Tom Daniel, der Vorsitzende der Liberalen Hochschulgruppe Bremen, ist fassungslos: „Es wurden ganz offensichtlich scheinheilige Argumente gesucht, um unseren Antrag abzulehnen. Die Aussage verschiedener Mitglieder des Studierendenrats, ein Bekenntnis zur Freiheitlichen Demokratischen Grundordnung würde kritische Debatten unterbinden, ist schlicht absurd. Im Gegenteil: Die FDGO ist dafür verantwortlich, dass wir in einer vielseitigen Gesellschaft leben und offen unsere Meinung vertreten können ohne Angst um Leib und Leben haben zu müssen. Dies in Frage zu stellen, um verfassungswidrige Ansätze zu verfolgen, sowie die deutliche Ablehnung unserer grundlegendsten Werteordnung, ist eine erschreckende Entwicklung, der wir als liberale Studierende auch weiterhin konsequent entgegentreten werden!“

Mit großer Mehrheit wird der Antragstext am Ende geändert. Der Antrag soll sich jetzt für die Abschaffung der Verfassungsschutzämter aussprechen. Ein Ziel, das zum einen nicht in ein hochschulpolitisches Gremium passt und zweitens links-extremistische Positionen aufdeckt. Die Liberale Hochschulgruppe Bremen wird sich nun noch entschiedener für Meinungsfreiheit, Toleranz und Demokratie einsetzen.

Ebenfalls verfolgt haben die Debatte die Jungen Liberalen Bremen.

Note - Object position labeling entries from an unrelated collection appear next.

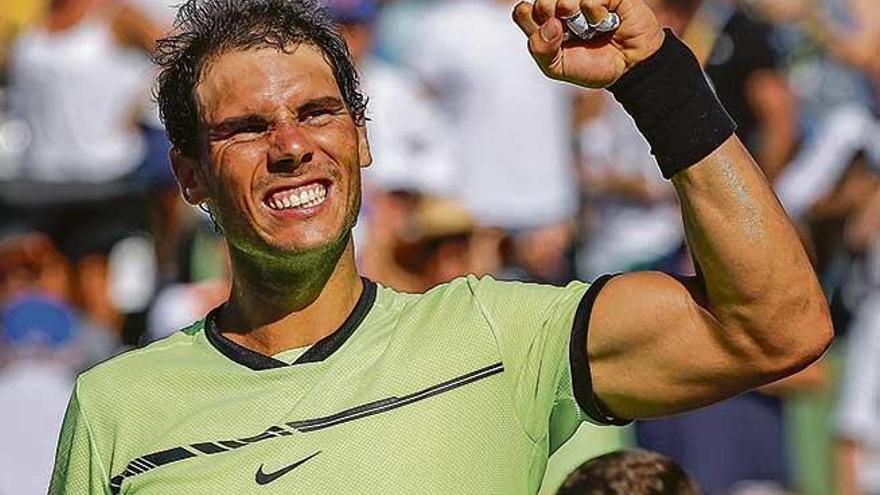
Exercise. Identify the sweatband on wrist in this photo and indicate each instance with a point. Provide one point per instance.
(674, 107)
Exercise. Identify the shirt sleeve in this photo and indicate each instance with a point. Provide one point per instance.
(541, 332)
(78, 468)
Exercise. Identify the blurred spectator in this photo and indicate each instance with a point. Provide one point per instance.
(15, 16)
(436, 243)
(630, 472)
(512, 127)
(632, 221)
(858, 435)
(411, 147)
(78, 79)
(745, 70)
(178, 305)
(43, 343)
(858, 431)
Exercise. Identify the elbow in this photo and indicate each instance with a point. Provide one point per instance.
(798, 333)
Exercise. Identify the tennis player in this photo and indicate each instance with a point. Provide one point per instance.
(311, 379)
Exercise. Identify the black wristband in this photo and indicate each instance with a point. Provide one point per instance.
(674, 107)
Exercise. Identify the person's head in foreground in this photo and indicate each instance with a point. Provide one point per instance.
(262, 104)
(630, 472)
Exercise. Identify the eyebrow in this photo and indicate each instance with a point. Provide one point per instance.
(230, 124)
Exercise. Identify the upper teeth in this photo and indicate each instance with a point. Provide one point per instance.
(302, 197)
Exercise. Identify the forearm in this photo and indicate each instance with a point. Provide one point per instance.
(757, 280)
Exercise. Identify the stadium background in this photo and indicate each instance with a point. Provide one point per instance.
(481, 166)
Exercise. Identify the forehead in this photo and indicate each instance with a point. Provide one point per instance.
(262, 80)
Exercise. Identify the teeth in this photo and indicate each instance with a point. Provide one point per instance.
(314, 195)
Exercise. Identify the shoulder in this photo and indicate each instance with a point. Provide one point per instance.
(125, 371)
(487, 294)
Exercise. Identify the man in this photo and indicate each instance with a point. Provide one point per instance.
(311, 379)
(630, 472)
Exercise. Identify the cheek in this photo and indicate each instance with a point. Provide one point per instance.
(237, 162)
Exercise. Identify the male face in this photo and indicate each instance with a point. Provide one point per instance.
(281, 151)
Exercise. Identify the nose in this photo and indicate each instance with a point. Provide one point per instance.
(291, 148)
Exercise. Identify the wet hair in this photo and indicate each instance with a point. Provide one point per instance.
(206, 29)
(630, 472)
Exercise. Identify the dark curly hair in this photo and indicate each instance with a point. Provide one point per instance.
(205, 29)
(630, 472)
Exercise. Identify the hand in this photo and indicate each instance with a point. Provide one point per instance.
(597, 63)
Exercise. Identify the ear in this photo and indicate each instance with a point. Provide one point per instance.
(186, 170)
(366, 158)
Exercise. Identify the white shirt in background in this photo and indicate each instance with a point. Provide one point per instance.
(411, 147)
(78, 90)
(34, 396)
(511, 124)
(858, 415)
(625, 233)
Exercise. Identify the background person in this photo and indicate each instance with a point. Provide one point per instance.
(630, 472)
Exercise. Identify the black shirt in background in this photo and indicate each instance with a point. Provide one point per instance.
(743, 48)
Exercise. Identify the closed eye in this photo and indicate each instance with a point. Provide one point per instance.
(238, 127)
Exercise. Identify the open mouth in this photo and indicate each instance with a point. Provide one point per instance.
(303, 197)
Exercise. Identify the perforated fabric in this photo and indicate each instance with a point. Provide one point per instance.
(462, 390)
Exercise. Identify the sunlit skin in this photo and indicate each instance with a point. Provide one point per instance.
(275, 120)
(658, 344)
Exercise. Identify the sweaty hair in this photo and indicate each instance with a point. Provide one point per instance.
(206, 29)
(630, 472)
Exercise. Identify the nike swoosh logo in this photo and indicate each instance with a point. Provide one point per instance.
(265, 478)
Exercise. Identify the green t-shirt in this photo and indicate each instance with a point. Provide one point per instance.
(466, 389)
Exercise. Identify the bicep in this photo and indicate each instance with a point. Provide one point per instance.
(655, 349)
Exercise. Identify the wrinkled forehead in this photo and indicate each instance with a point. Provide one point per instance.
(263, 80)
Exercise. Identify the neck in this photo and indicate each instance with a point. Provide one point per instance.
(276, 307)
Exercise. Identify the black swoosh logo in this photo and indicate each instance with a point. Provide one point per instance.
(265, 478)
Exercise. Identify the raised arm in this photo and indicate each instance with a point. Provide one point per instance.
(658, 344)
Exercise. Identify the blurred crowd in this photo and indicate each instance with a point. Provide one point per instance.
(481, 165)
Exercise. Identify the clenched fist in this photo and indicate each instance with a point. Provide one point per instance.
(596, 63)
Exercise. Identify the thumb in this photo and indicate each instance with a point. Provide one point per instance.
(546, 43)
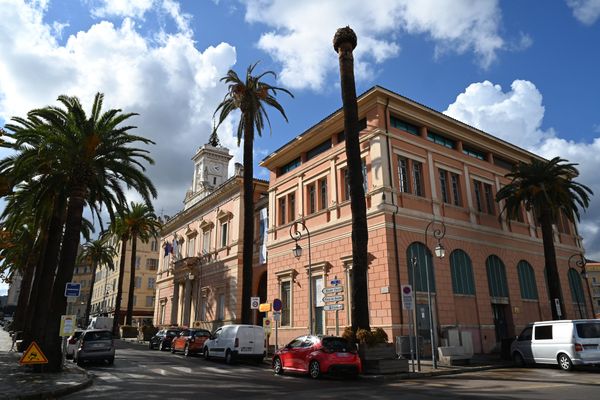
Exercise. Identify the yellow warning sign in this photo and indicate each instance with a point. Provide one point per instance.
(33, 355)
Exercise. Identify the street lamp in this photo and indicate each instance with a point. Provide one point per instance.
(440, 252)
(579, 261)
(297, 251)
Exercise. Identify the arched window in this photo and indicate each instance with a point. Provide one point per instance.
(417, 251)
(577, 292)
(462, 273)
(527, 280)
(496, 277)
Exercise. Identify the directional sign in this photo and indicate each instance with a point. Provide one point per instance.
(328, 299)
(333, 289)
(72, 289)
(33, 355)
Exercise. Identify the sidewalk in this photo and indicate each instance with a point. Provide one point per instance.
(18, 382)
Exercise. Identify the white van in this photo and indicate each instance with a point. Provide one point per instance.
(564, 342)
(236, 341)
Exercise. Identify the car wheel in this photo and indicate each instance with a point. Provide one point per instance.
(277, 366)
(518, 359)
(564, 362)
(314, 370)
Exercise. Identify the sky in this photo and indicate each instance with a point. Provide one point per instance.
(524, 71)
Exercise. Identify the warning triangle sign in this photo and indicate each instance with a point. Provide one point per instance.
(33, 355)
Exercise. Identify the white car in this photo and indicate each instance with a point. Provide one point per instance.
(231, 342)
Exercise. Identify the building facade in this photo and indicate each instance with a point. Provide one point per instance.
(424, 173)
(200, 270)
(105, 287)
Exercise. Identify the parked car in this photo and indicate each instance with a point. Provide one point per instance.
(190, 341)
(162, 339)
(232, 342)
(72, 343)
(566, 343)
(94, 345)
(318, 355)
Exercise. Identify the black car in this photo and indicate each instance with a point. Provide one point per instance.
(162, 339)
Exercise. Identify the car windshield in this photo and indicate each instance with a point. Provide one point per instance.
(337, 344)
(99, 335)
(588, 330)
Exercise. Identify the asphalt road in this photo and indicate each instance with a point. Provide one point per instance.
(142, 373)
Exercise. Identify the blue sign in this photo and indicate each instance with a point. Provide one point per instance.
(277, 305)
(72, 289)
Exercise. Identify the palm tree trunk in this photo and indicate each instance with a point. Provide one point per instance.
(119, 287)
(129, 319)
(344, 44)
(554, 286)
(248, 223)
(88, 306)
(64, 274)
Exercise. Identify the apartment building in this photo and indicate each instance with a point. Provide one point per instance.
(424, 173)
(200, 273)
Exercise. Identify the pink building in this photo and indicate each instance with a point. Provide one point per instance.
(420, 166)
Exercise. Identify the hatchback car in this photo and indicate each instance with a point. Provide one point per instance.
(95, 345)
(72, 343)
(318, 355)
(162, 339)
(190, 341)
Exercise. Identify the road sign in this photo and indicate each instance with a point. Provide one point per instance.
(407, 297)
(72, 289)
(328, 299)
(277, 305)
(333, 289)
(67, 324)
(33, 355)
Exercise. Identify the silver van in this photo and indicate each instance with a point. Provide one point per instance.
(565, 342)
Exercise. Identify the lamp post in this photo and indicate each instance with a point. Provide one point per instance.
(579, 261)
(297, 251)
(440, 252)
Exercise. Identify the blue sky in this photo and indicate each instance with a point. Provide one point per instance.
(525, 71)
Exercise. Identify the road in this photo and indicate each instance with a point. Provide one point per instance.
(141, 373)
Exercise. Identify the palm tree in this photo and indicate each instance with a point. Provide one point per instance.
(97, 252)
(249, 97)
(344, 43)
(546, 188)
(140, 223)
(90, 160)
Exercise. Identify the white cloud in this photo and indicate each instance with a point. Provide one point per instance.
(172, 85)
(302, 32)
(516, 116)
(586, 11)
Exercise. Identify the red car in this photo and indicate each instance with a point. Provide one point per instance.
(318, 355)
(190, 341)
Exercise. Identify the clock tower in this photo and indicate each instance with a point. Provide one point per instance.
(210, 170)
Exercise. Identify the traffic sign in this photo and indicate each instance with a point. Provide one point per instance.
(72, 289)
(277, 305)
(33, 355)
(333, 289)
(328, 299)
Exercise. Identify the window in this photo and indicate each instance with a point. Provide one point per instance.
(527, 280)
(221, 307)
(462, 273)
(224, 226)
(323, 193)
(286, 302)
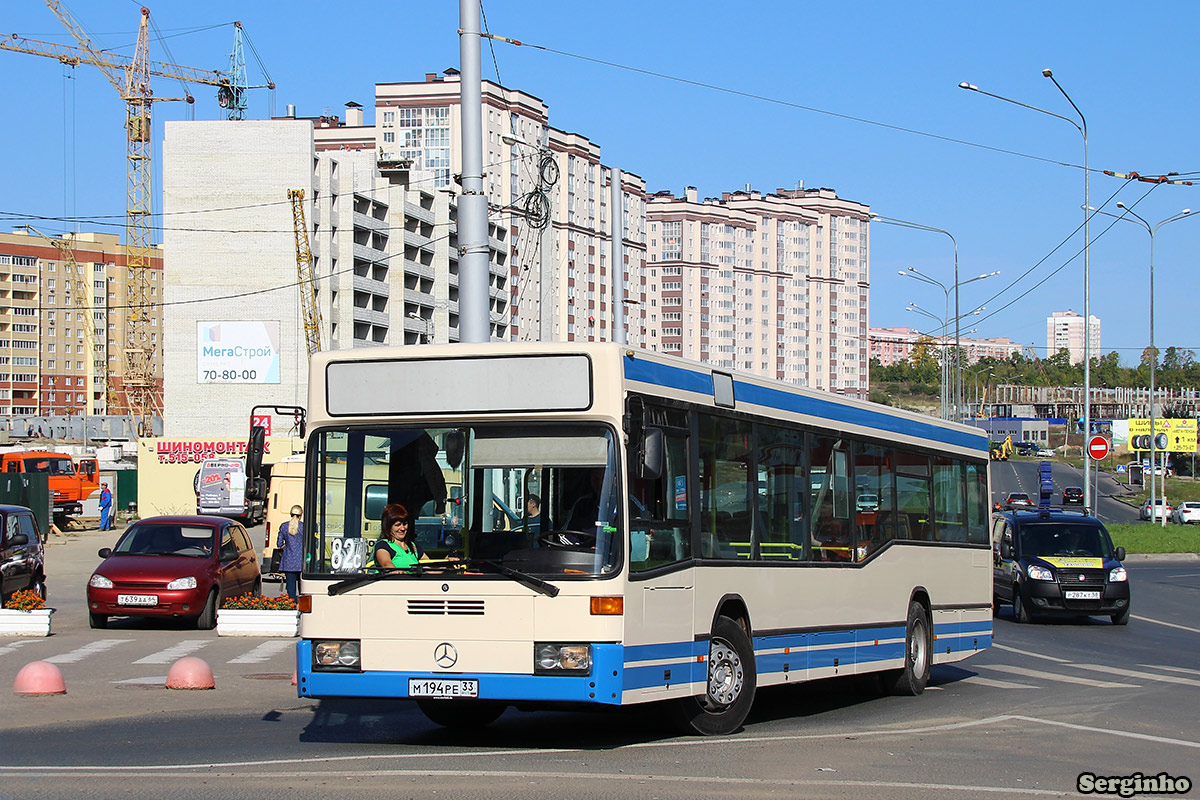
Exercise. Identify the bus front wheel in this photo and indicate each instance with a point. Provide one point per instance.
(731, 684)
(918, 648)
(461, 714)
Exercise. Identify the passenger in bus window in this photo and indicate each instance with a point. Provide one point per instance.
(533, 509)
(397, 548)
(587, 506)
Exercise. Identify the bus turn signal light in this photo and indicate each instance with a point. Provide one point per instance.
(615, 606)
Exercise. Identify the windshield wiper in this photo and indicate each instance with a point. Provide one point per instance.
(351, 584)
(523, 578)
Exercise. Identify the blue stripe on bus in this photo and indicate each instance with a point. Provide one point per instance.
(604, 685)
(617, 668)
(672, 377)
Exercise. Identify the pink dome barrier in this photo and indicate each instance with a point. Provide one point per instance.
(190, 673)
(40, 678)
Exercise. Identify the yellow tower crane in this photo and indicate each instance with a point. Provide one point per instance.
(131, 79)
(307, 281)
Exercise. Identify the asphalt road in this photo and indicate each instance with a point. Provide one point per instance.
(1024, 719)
(1023, 476)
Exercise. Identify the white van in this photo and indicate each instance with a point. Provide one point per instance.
(285, 491)
(221, 491)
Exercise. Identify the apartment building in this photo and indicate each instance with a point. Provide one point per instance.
(546, 186)
(892, 346)
(772, 283)
(1065, 331)
(384, 253)
(64, 311)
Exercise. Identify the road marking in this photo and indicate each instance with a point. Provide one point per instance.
(995, 684)
(1063, 679)
(1132, 673)
(263, 653)
(1029, 654)
(174, 653)
(287, 765)
(1183, 669)
(1158, 621)
(13, 645)
(89, 649)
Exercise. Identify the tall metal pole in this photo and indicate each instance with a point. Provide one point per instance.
(1087, 294)
(1153, 354)
(474, 320)
(1081, 126)
(617, 265)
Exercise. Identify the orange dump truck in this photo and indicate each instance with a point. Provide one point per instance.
(71, 482)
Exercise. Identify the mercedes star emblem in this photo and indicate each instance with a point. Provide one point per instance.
(445, 655)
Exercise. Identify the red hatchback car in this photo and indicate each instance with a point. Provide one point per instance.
(174, 566)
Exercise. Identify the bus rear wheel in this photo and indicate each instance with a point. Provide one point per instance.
(731, 684)
(461, 714)
(918, 648)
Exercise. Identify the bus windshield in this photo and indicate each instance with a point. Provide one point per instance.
(539, 499)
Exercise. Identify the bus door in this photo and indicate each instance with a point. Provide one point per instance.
(659, 602)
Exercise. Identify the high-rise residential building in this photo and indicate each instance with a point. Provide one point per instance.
(64, 310)
(771, 283)
(384, 254)
(892, 346)
(547, 186)
(1065, 331)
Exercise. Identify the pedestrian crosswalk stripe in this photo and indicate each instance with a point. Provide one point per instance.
(173, 653)
(12, 645)
(995, 684)
(1132, 673)
(89, 649)
(1057, 677)
(263, 653)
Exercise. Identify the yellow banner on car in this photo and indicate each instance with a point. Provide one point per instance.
(1074, 563)
(1181, 434)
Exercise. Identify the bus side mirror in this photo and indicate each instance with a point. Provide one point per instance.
(652, 455)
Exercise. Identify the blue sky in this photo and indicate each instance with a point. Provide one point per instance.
(1128, 66)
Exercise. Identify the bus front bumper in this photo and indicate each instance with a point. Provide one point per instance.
(603, 685)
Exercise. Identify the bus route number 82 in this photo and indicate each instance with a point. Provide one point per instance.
(348, 554)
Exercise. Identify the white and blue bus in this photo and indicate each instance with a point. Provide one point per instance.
(610, 525)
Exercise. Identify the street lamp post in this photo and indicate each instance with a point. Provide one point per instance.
(1081, 126)
(1153, 353)
(917, 226)
(912, 272)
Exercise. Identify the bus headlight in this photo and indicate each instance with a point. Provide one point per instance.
(337, 655)
(562, 659)
(1041, 572)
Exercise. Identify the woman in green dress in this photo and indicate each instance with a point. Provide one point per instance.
(397, 548)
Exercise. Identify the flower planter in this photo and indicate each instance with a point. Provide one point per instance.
(15, 623)
(235, 621)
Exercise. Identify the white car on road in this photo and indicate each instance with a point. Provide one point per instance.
(1186, 513)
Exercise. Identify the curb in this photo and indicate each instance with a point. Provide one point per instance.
(1162, 557)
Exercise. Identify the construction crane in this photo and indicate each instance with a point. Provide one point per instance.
(131, 78)
(307, 281)
(78, 292)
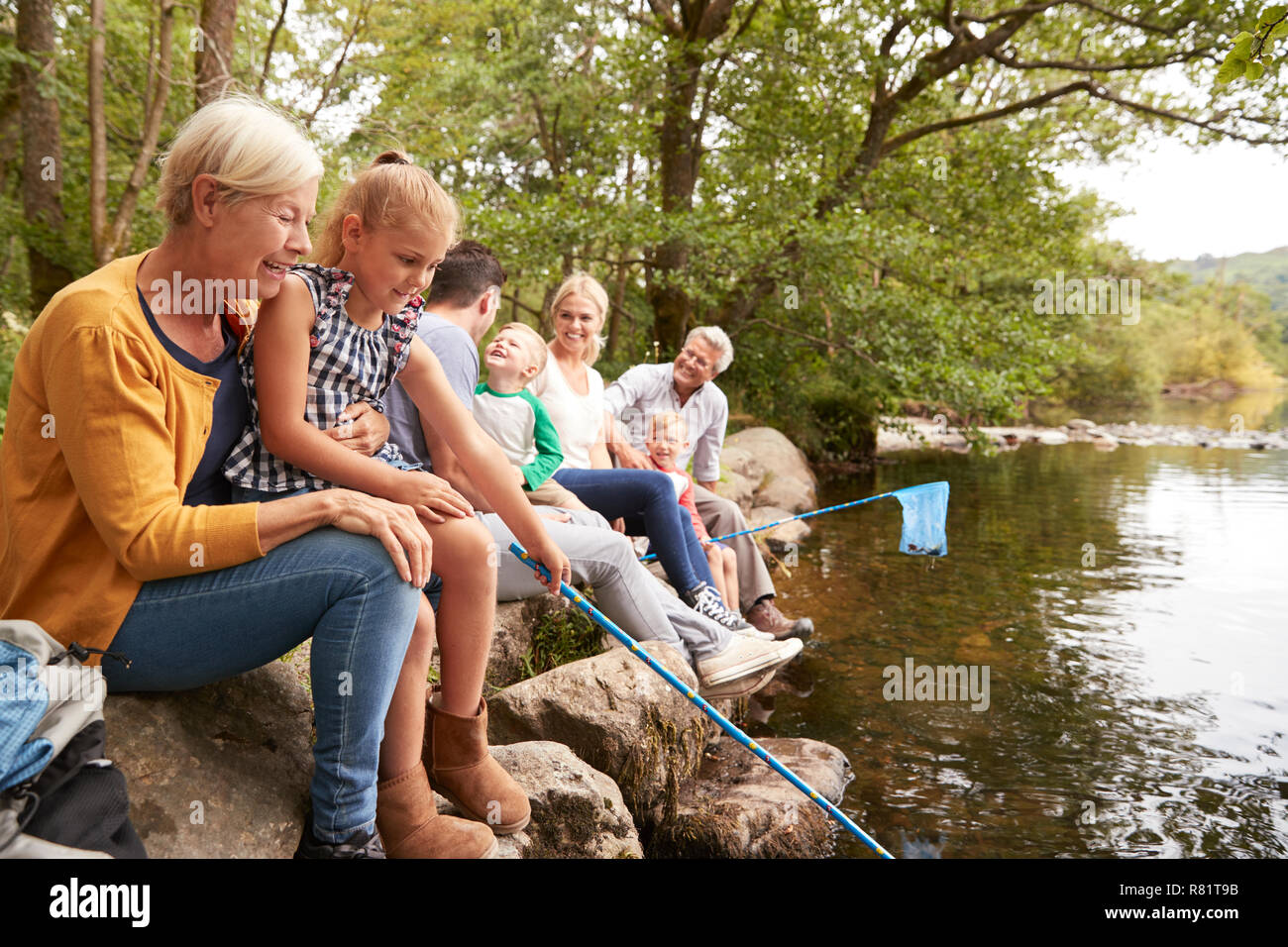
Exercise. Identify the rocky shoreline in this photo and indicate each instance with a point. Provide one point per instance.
(614, 762)
(911, 433)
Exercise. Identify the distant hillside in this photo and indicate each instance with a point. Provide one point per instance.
(1266, 272)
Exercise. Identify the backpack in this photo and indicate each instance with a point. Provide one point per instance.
(59, 797)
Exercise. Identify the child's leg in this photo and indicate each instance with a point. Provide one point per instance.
(456, 755)
(717, 573)
(730, 574)
(404, 723)
(463, 560)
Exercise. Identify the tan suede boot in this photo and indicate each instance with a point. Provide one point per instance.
(411, 827)
(462, 770)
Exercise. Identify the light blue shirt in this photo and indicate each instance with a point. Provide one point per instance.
(649, 389)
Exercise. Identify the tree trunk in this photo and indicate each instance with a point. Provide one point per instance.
(97, 133)
(679, 153)
(214, 55)
(119, 234)
(42, 149)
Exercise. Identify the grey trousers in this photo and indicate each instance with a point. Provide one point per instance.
(722, 517)
(625, 590)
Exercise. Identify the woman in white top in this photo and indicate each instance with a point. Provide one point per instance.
(574, 394)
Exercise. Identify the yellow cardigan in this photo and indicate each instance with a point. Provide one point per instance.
(103, 434)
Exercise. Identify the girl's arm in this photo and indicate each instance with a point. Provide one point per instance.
(599, 459)
(281, 368)
(482, 458)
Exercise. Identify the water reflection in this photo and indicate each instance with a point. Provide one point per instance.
(1129, 608)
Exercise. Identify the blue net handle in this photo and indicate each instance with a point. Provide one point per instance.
(925, 519)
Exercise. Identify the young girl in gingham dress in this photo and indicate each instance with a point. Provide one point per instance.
(348, 364)
(348, 325)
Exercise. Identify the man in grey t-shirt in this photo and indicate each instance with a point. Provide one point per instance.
(464, 294)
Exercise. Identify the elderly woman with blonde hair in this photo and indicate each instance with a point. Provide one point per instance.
(574, 394)
(116, 528)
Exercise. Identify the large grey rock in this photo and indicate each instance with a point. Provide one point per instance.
(734, 486)
(742, 462)
(617, 715)
(219, 772)
(781, 536)
(774, 451)
(578, 812)
(786, 491)
(741, 808)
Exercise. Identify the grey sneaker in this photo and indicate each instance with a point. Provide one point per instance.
(746, 656)
(738, 686)
(706, 602)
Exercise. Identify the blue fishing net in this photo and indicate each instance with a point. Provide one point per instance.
(925, 519)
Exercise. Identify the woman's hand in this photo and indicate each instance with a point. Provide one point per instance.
(432, 496)
(395, 526)
(362, 428)
(554, 560)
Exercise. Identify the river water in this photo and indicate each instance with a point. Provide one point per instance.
(1129, 608)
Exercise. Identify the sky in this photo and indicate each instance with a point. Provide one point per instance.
(1223, 200)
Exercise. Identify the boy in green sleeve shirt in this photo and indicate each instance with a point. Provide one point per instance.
(516, 420)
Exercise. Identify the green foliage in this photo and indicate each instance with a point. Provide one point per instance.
(559, 638)
(1252, 53)
(910, 275)
(1185, 335)
(13, 330)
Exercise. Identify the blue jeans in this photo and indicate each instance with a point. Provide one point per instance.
(336, 587)
(433, 587)
(647, 500)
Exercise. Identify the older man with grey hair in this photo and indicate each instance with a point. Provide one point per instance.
(687, 386)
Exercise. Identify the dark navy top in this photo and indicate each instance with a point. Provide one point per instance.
(209, 486)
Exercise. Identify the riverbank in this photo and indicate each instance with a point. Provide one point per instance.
(909, 433)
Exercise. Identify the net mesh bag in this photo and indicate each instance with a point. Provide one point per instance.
(925, 519)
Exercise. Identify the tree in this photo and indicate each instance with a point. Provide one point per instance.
(42, 149)
(213, 58)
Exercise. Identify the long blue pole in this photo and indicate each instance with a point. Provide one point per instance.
(725, 724)
(799, 515)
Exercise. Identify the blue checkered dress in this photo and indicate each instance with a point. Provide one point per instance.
(347, 364)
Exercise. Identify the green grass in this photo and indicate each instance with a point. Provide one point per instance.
(559, 638)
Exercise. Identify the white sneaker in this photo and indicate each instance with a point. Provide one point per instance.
(738, 686)
(745, 656)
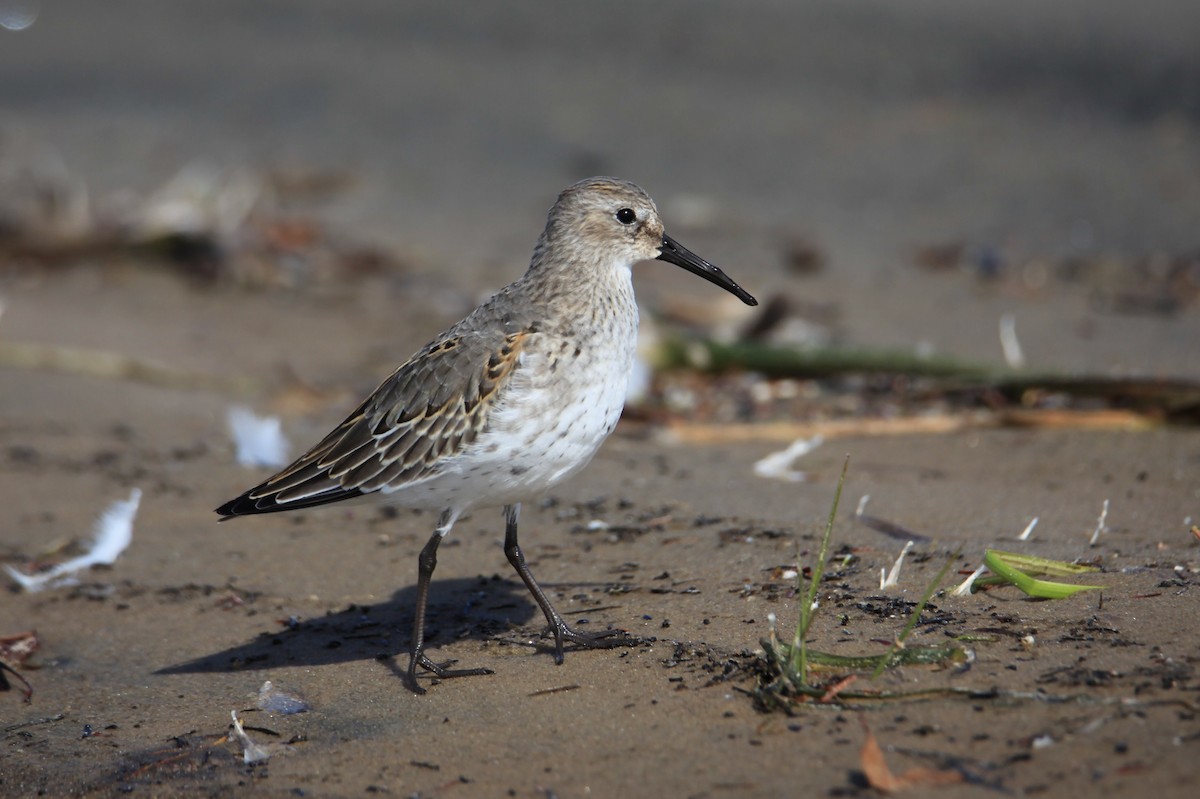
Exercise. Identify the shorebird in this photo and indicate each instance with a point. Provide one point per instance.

Die Pressesprecherin der JuLis Bremen, Lea Drewes, ist entsetzt über die Ablehnung des Antrages: „Der Antrag zur Bekenntnis zur Freien Demokratischen Grundordnung der Liberalen Hochschulgruppe hat uns bei den Jungen Liberalen sehr begeistert. Geprägt durch die vergangenen Ereignisse in Hamburg rund um die untersagte Veranstaltung von Christian Lindner haben wir natürlich ein besonders wachsames Auge auf unsere eigenen Universitäts- und Hochschulstrukturen. Umso erschütternder ist es zu sehen, dass die meisten Vertreter der Hochschulpolitik auch in Bremen scheinbar keinerlei Interesse daran haben, freie Meinungsäußerung, ein gesundes Demokratieverständnis und die Wahrung der Würde eines jeden Menschen als wichtigstes Gut anzuerkennen. Der Verlauf der Beratung hat uns erneut vor Augen geführt, dass in Bremen gerade in der jungen Generation von Akademikern eine Radikalisierung der politischen Positionen stattfindet. Diese Radikalisierung führt nun so weit, dass sich mit Ausnahme der Liberalen nicht mal die öffentlichen Vertreter der Hochschulpolitik zu der FDGO bekennen wollen. Wir sind extrem besorgt über die Zukunft unserer demokratischen Werte, wenn der akademische Nachwuchs sich so klar gegen diese positioniert. Die Liberale Hochschulgruppe kann mit jeder Unterstützung durch die Jungen Liberalen rechnen um weiterhin für den Erhalt von grundlegenden, demokratischen Werten zu kämpfen.“

Die Frage, die nun in den Hinterköpfen aller Liberalen verbleibt: Kann ein eindeutig aktiv gegen unsere demokratische Grundordnung handelnder Studierendenrat beschlussfähig bleiben?